As Bilbo in The Hobbit was the first to discover, two or three pack ponies laden with gold and gems is the practical limit for how much treasure one person can carry away. Beyond that it just doesn’t materially help you unless you’re a king financing an army (or unless a usually priceless magical item can for once be had for mere money).
Back when most game play was loosely connected dungeon dives and wilderness hex crawls, it made more sense to use a point system as there wasn’t really logical points for advancement. You advanced once you did enough “stuff”. With modern games usually being story/plot based, you have something more like chapters to close off with a new level as you prepare for the next part of the campaign story.
It’s not totally without reproach. I feel less like I “earned” a level when I know it was preordained once we hit a certain point regardless of how many encounters we had or how we handled them. It’s still generally an easier and superior system though in my opinion.
In regards to gold, I’m currently in a Pathfinder 2e game and we’re still coveting gold at 15th level between spell scribing costs, rune switching, crafting magical items and the occasional hat pass for the “home base improvement fund”. We’re not a bunch of church mice but my character was the only one remotely flush for most of the game because I had the fewest expenses but even that went into the hole this last level when I decided to splurge on a few new magical trinkets.
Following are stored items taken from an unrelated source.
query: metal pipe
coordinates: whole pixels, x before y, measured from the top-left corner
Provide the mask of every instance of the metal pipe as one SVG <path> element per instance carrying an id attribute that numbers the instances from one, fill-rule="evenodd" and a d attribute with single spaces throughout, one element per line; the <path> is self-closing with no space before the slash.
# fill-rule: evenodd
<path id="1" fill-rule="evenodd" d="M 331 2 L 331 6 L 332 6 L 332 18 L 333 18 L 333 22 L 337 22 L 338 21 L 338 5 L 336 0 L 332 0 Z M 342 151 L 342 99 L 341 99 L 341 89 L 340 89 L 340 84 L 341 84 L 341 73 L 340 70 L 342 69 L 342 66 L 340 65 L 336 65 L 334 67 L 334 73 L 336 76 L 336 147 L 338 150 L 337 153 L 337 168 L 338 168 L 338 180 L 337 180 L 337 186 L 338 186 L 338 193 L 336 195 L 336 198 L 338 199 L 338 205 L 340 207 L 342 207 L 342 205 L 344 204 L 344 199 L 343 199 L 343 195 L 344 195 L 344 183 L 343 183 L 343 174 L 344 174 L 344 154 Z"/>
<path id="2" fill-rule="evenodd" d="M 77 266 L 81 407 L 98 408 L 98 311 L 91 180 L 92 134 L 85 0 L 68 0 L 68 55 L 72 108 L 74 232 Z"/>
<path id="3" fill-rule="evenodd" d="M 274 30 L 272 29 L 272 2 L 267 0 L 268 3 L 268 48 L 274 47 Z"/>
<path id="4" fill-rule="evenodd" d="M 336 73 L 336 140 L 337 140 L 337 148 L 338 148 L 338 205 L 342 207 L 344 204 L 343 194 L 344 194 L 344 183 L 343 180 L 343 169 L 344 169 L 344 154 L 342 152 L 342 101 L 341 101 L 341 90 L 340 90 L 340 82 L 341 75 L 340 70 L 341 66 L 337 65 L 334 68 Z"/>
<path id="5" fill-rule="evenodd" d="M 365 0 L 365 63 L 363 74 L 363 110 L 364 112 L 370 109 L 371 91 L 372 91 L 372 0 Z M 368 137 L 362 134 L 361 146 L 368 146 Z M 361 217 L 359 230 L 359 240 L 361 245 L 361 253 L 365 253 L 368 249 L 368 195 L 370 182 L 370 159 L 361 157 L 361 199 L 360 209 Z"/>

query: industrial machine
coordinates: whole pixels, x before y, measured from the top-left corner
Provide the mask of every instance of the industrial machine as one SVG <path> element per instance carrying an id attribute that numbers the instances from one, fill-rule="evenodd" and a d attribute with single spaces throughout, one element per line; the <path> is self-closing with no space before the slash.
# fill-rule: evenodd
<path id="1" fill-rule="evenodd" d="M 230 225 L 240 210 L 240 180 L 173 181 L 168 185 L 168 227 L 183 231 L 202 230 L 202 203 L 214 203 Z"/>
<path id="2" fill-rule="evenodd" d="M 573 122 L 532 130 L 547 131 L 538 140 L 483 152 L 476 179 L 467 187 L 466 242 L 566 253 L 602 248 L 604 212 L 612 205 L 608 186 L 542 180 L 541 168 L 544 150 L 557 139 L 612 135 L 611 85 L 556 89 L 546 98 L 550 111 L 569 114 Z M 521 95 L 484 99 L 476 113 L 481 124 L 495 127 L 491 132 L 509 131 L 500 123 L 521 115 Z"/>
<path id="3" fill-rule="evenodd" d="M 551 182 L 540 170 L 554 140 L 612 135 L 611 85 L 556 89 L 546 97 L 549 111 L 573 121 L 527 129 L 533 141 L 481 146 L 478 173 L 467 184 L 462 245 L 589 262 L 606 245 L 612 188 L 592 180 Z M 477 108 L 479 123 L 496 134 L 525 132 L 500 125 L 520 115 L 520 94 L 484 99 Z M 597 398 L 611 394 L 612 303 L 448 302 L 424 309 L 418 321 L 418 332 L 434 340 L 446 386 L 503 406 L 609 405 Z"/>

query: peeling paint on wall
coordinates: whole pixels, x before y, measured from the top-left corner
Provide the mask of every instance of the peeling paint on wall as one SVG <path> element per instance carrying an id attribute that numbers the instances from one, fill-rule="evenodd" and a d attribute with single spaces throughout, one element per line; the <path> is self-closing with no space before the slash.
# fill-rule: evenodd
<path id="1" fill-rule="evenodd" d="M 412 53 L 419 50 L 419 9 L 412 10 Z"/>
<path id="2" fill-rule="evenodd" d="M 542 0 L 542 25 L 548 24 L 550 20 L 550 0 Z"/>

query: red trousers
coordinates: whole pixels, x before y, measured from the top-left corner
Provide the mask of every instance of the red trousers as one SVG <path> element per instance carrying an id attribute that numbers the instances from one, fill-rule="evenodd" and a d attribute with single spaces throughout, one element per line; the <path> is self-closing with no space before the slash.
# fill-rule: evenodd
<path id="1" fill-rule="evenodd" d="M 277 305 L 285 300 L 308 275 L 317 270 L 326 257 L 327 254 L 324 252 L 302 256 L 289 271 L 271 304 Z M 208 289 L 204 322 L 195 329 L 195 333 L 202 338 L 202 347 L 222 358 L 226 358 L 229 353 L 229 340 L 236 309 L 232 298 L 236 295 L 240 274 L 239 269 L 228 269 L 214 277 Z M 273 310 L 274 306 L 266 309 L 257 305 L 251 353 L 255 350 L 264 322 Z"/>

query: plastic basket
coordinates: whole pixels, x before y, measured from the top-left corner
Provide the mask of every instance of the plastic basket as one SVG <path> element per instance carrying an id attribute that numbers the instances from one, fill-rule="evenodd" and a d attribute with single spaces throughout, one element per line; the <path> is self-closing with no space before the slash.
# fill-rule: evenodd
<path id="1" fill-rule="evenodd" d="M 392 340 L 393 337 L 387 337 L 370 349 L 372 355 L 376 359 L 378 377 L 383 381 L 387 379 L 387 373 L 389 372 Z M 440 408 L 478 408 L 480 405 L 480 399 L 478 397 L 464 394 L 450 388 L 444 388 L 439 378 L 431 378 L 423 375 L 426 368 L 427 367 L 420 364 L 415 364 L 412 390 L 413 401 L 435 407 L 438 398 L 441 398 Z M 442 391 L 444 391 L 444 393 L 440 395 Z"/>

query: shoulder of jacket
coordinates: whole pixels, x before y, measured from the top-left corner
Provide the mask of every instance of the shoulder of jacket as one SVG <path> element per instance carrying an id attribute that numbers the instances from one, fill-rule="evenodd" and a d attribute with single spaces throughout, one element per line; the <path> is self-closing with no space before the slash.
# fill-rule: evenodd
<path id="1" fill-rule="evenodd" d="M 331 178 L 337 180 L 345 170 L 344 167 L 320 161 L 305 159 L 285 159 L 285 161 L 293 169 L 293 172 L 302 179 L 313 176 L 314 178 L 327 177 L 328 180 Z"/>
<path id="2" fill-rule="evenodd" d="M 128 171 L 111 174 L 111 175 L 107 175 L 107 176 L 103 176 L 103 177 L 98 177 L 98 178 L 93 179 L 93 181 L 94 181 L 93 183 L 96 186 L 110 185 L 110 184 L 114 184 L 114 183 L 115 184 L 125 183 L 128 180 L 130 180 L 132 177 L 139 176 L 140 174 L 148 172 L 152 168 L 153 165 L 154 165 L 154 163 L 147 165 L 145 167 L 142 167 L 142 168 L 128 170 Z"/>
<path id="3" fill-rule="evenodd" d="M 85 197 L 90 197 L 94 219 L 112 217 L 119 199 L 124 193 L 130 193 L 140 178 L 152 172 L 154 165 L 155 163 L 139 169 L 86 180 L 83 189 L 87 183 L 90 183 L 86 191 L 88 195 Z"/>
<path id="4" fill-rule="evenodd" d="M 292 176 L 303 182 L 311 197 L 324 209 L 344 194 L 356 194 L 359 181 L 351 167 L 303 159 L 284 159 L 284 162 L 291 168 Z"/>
Not in a setting with portable holes and bags of holding, it’s not.
Except back in the day you had to spend your gold to get training to advance a level. It wasn’t enough to have experience points, you had to spend your hard earned gold on training. Odds are you weren’t going to find a sensi in the wilderness, you were going to have to have to find one in a town.
Unless one of your party is this guy: https://youtu.be/_9JONJG6KSU?t=31
Sure, but you were likely headed to town between adventures to rest up and re-equip anyway and certainly didn’t level after each dungeon.
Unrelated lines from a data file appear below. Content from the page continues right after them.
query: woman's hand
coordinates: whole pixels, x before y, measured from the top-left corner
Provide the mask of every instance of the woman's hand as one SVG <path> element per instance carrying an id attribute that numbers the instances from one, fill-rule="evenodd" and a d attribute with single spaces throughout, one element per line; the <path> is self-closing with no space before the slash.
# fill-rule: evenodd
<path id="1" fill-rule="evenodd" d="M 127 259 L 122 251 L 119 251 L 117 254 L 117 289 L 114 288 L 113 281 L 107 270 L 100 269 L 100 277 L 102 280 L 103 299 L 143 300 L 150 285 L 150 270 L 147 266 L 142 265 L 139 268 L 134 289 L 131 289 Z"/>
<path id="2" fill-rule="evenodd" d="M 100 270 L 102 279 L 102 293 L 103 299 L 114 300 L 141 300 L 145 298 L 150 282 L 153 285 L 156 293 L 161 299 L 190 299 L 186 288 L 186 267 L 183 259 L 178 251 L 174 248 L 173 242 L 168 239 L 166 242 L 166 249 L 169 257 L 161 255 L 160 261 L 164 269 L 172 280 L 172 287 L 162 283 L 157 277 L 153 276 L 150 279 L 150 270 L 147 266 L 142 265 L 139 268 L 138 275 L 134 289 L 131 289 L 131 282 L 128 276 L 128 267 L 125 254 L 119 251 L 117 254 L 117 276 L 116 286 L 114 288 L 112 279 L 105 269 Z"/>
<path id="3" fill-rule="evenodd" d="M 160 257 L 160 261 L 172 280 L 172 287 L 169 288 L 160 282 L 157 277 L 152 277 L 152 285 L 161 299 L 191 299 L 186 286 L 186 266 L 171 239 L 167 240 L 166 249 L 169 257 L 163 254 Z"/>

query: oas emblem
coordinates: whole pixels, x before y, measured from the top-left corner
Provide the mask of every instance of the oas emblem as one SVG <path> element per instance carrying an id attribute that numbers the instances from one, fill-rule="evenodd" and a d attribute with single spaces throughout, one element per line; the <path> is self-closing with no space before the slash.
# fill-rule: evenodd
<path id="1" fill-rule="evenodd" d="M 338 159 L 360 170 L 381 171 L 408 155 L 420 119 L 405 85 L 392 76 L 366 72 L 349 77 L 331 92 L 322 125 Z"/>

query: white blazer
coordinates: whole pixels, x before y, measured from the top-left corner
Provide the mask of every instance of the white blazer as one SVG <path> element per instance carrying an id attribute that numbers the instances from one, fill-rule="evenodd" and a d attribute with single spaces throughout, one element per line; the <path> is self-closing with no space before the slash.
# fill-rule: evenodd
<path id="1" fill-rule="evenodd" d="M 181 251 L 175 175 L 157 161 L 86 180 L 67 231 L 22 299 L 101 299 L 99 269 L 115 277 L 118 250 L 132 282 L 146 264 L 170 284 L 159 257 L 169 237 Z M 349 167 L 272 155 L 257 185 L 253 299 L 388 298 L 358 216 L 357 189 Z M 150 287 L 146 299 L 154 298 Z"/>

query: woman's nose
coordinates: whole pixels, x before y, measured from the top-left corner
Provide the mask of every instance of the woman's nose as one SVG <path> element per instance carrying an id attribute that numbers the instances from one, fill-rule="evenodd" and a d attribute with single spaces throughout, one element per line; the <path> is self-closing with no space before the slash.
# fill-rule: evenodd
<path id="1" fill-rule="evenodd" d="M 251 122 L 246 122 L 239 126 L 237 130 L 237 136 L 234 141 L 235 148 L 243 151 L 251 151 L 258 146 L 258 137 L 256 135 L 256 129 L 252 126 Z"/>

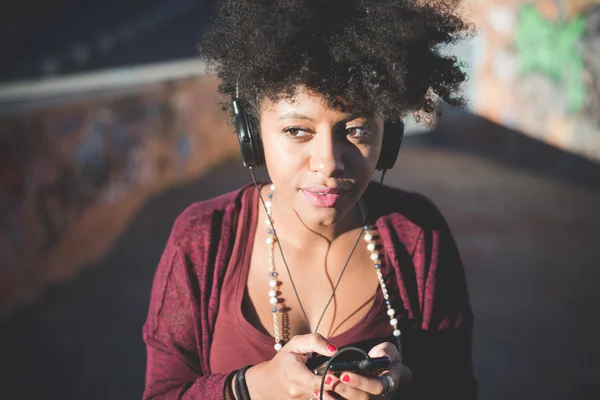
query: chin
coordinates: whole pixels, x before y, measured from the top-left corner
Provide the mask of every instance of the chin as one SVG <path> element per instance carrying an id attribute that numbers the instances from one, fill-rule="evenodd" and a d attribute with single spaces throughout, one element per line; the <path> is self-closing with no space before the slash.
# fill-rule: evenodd
<path id="1" fill-rule="evenodd" d="M 306 224 L 313 226 L 331 226 L 338 223 L 347 215 L 346 207 L 314 207 L 304 206 L 299 213 Z"/>

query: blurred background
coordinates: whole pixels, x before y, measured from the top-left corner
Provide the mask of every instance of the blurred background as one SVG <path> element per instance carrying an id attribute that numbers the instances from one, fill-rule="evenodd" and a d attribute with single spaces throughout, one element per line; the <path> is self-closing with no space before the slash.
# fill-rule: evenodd
<path id="1" fill-rule="evenodd" d="M 201 0 L 0 13 L 0 397 L 136 399 L 175 217 L 250 182 Z M 600 1 L 470 0 L 468 110 L 410 124 L 388 184 L 442 209 L 481 399 L 600 399 Z"/>

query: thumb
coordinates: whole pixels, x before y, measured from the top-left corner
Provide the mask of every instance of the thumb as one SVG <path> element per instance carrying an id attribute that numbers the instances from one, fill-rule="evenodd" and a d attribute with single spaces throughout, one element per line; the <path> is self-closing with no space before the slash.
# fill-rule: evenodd
<path id="1" fill-rule="evenodd" d="M 294 336 L 283 349 L 289 353 L 310 357 L 312 353 L 331 357 L 337 353 L 337 348 L 318 333 Z"/>
<path id="2" fill-rule="evenodd" d="M 392 361 L 399 361 L 400 354 L 394 344 L 389 342 L 380 343 L 369 351 L 369 357 L 389 357 Z"/>

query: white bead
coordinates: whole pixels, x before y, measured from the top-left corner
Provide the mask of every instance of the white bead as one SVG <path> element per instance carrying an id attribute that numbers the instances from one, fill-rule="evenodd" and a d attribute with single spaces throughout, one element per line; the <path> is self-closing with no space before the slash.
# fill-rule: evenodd
<path id="1" fill-rule="evenodd" d="M 271 192 L 275 190 L 275 184 L 271 184 Z"/>
<path id="2" fill-rule="evenodd" d="M 392 326 L 398 325 L 398 320 L 396 318 L 390 319 L 390 325 L 392 325 Z"/>
<path id="3" fill-rule="evenodd" d="M 269 218 L 265 219 L 265 224 L 271 226 L 271 220 Z"/>
<path id="4" fill-rule="evenodd" d="M 283 346 L 281 345 L 281 343 L 275 343 L 275 346 L 273 347 L 275 348 L 275 351 L 279 351 Z"/>
<path id="5" fill-rule="evenodd" d="M 369 251 L 373 251 L 373 250 L 375 250 L 375 243 L 369 243 L 369 244 L 367 245 L 367 250 L 369 250 Z"/>
<path id="6" fill-rule="evenodd" d="M 373 240 L 373 235 L 371 235 L 370 233 L 365 233 L 365 240 L 367 242 L 370 242 L 371 240 Z"/>
<path id="7" fill-rule="evenodd" d="M 273 244 L 273 238 L 271 236 L 267 236 L 267 240 L 265 240 L 267 244 Z"/>
<path id="8" fill-rule="evenodd" d="M 271 202 L 269 200 L 265 201 L 265 207 L 271 208 Z"/>
<path id="9" fill-rule="evenodd" d="M 269 281 L 269 286 L 272 288 L 277 287 L 277 281 L 275 279 L 272 279 Z"/>
<path id="10" fill-rule="evenodd" d="M 386 300 L 389 300 L 390 299 L 390 295 L 386 293 L 386 294 L 383 295 L 383 298 L 386 299 Z"/>
<path id="11" fill-rule="evenodd" d="M 394 336 L 400 337 L 400 329 L 394 329 Z"/>
<path id="12" fill-rule="evenodd" d="M 394 310 L 393 308 L 390 308 L 389 310 L 387 310 L 387 313 L 390 317 L 392 317 L 394 314 L 396 314 L 396 310 Z"/>
<path id="13" fill-rule="evenodd" d="M 379 260 L 379 253 L 376 251 L 371 253 L 371 260 L 373 260 L 373 261 Z"/>
<path id="14" fill-rule="evenodd" d="M 274 290 L 269 290 L 269 297 L 277 297 L 277 292 Z M 389 314 L 389 312 L 388 312 Z"/>
<path id="15" fill-rule="evenodd" d="M 271 297 L 271 298 L 269 299 L 269 303 L 271 303 L 271 304 L 273 304 L 273 305 L 277 304 L 277 297 Z"/>

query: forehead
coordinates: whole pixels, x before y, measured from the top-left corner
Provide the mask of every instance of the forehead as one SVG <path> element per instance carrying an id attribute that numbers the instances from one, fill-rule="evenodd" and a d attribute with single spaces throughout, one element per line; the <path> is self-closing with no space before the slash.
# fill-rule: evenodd
<path id="1" fill-rule="evenodd" d="M 348 117 L 349 115 L 372 116 L 372 113 L 366 110 L 352 107 L 344 101 L 332 102 L 322 94 L 305 87 L 298 87 L 294 94 L 289 97 L 276 101 L 268 99 L 262 101 L 260 113 L 262 116 L 274 116 L 278 119 L 294 118 L 299 115 L 330 116 L 333 118 Z"/>

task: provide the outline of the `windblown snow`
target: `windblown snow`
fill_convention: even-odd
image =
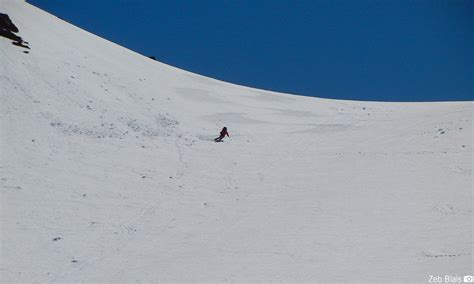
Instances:
[[[252,89],[0,9],[30,47],[0,37],[1,281],[472,274],[472,102]]]

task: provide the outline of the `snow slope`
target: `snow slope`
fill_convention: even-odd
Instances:
[[[2,281],[472,274],[472,102],[246,88],[0,12],[31,47],[0,38]]]

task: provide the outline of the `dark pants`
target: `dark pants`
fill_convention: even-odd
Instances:
[[[214,139],[214,141],[221,142],[222,139],[224,139],[224,137],[225,137],[225,135],[221,135],[221,136],[217,137],[216,139]]]

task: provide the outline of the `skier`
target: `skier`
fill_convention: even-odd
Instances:
[[[229,132],[227,132],[227,127],[224,126],[224,128],[222,128],[221,130],[221,134],[219,137],[217,137],[216,139],[214,139],[214,141],[216,142],[222,142],[222,139],[224,139],[224,137],[227,135],[227,137],[230,137],[229,136]]]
The Adventures of Baron Munchausen , eh? I thought it was a pretty good film, but opinions vary greatly.
And in the relatively high-magic world of default D&D, there’s always some magic item you can buy with your money. The real epic, character-defining loot may require a quest or two, but sometimes, what you really need is a decent set of half-plate +1, which can set you back a cool 5,000 gp at the best of times.
While I’m generally of the opinion that milestones are easier to deal with, the whole thing with gold and experience and treasure dealt a major blow to organized play around 2019 with changes to WotC’s Adventurers’ League. Then when they finally partially fixed that, covid happened and a lot of games moved online. The combination plus an interest from me in other systems means I haven’t actually played a game of D&D in five plus years, and for a while I was playing at least twice a week.
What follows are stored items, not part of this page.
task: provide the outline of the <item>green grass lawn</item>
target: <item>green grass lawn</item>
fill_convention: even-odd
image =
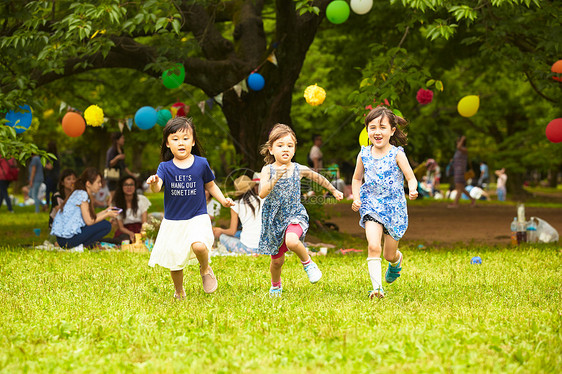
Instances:
[[[266,256],[214,257],[215,294],[187,300],[148,255],[0,249],[4,372],[559,372],[561,252],[403,248],[403,276],[367,299],[365,256],[297,258],[267,295]],[[473,256],[482,265],[471,265]]]

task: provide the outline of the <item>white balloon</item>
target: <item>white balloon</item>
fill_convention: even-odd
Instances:
[[[351,10],[357,14],[366,14],[373,7],[373,0],[351,0]]]

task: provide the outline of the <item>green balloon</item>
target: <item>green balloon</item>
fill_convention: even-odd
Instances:
[[[178,88],[185,79],[185,69],[182,64],[176,64],[175,68],[165,70],[162,73],[162,83],[169,89]]]
[[[169,120],[172,119],[172,112],[168,109],[161,109],[158,111],[158,117],[156,117],[156,123],[162,127],[166,126]]]
[[[326,17],[336,25],[344,23],[349,18],[349,5],[343,0],[332,1],[326,8]]]

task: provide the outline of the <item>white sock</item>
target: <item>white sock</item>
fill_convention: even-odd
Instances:
[[[391,262],[390,265],[392,265],[392,266],[397,266],[398,263],[400,262],[400,260],[402,260],[402,253],[397,250],[396,254],[398,255],[398,260],[396,260],[396,262]]]
[[[382,289],[382,267],[380,257],[368,257],[367,266],[369,268],[369,276],[373,283],[373,290]]]

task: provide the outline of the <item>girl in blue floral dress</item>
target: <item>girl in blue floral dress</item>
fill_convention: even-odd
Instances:
[[[299,257],[311,283],[318,282],[322,277],[322,272],[310,259],[303,244],[308,230],[308,214],[301,203],[301,178],[318,183],[338,200],[343,198],[343,193],[322,175],[291,161],[296,145],[297,137],[293,130],[287,125],[277,124],[261,149],[266,165],[261,171],[260,197],[265,201],[258,252],[271,255],[269,294],[272,296],[280,296],[283,291],[281,270],[288,250]]]
[[[407,138],[399,126],[405,125],[406,120],[387,107],[371,110],[365,117],[371,145],[361,147],[353,174],[351,208],[360,212],[359,224],[365,228],[367,236],[367,266],[373,284],[370,298],[384,297],[381,252],[389,262],[385,275],[388,283],[394,282],[402,270],[398,241],[408,228],[404,177],[408,182],[410,200],[418,197],[418,182],[401,147],[406,145]],[[381,245],[383,234],[384,251]]]

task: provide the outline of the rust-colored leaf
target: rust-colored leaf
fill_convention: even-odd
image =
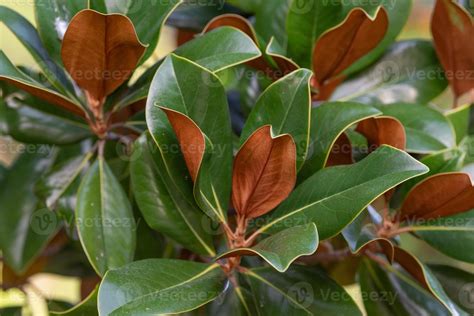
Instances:
[[[246,218],[268,213],[293,190],[296,145],[290,135],[272,137],[271,126],[255,131],[237,153],[232,178],[232,203]]]
[[[474,19],[452,0],[437,0],[431,20],[436,53],[446,70],[458,105],[467,94],[474,102]]]
[[[400,248],[394,247],[394,260],[398,262],[403,269],[405,269],[415,280],[417,280],[425,289],[431,292],[431,288],[425,279],[423,267],[418,260],[409,252]]]
[[[431,219],[474,208],[474,187],[466,173],[443,173],[427,178],[409,193],[401,208],[403,219]]]
[[[339,75],[374,49],[387,29],[388,15],[383,7],[373,20],[364,10],[353,9],[344,22],[321,35],[316,42],[313,71],[319,84]]]
[[[405,150],[405,128],[396,118],[368,118],[357,125],[356,131],[367,138],[370,152],[374,151],[381,145],[390,145]]]
[[[346,133],[341,134],[331,148],[326,167],[350,165],[354,163],[352,144]]]
[[[204,134],[201,132],[199,126],[186,115],[163,107],[161,109],[166,113],[166,116],[168,116],[168,120],[178,138],[181,152],[183,153],[191,178],[193,181],[196,181],[206,149]]]
[[[144,52],[126,16],[83,10],[69,24],[61,56],[97,113],[105,97],[130,78]]]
Last time I played or ran an AL game, it was switching over to “Fuck it, everyone levels whenever they want, I guess” which struck me as basically giving up and was the one small silver lining to Covid killing the local AL scene before the new level rules really became a thing.
The only drawback to milestone leveling is in a system where you can also spend XP on things like item creation and powerful spells. Which is probably part of why 5e moved away from those things.
Yeah, back in 3.5 I had to ask groups at the start of the campaign if anyone wanted to go heavily into crafting, and if so we’d use XP, otherwise we wouldn’t.
I have somewhere the Baron Munchausen Roleplaying Game, which is a hoot with the right people. It’s sort of a drinking game, and it goes like this:
- Everyone adopts a ridiculous European Nobility name –Duchess van der Plinkin and the like.
- Everyone gets a drink.
- Someone says, “Oh, Duchess, do tell us the story of the time that…” something bizarre nonsense happened, such as, “…you made your way through the Black Forest using only a fork, a rubber band, and your glass eye!”
- The Duchess immediately has to launch into that story, with no prep, making it as over-the-top as possible.
- There’s a betting dynamic, where people can add complications to the story: “Don’t leave out the part about the clockwork squirrel attack!” and the storyteller can accept or refuse the complication, but I forget how that works.
- The betting dynamic ties into a “buys the next round” part of the game, but I also forget how that works.
Tons of fun.
Sounds hilarious. I am not much of a drinker, so I sadly likely couldnt get fully into the spirit of it.
Are there bonus points if a player can produce a souvenir from their pocket of the adventure? “Oh, yes, that clockwork squirrel attack was how I got this brass gear!”
How does crafting something spend XP?
I never liked that mechanic. If anything, practicing your magic item crafting skills should make you a better spellcaster, not a worse one.
Spending XP to craft items was a 3rd edition rule. I think that the idea was that you were putting a little bit of yourself into everything you made, and that cost you.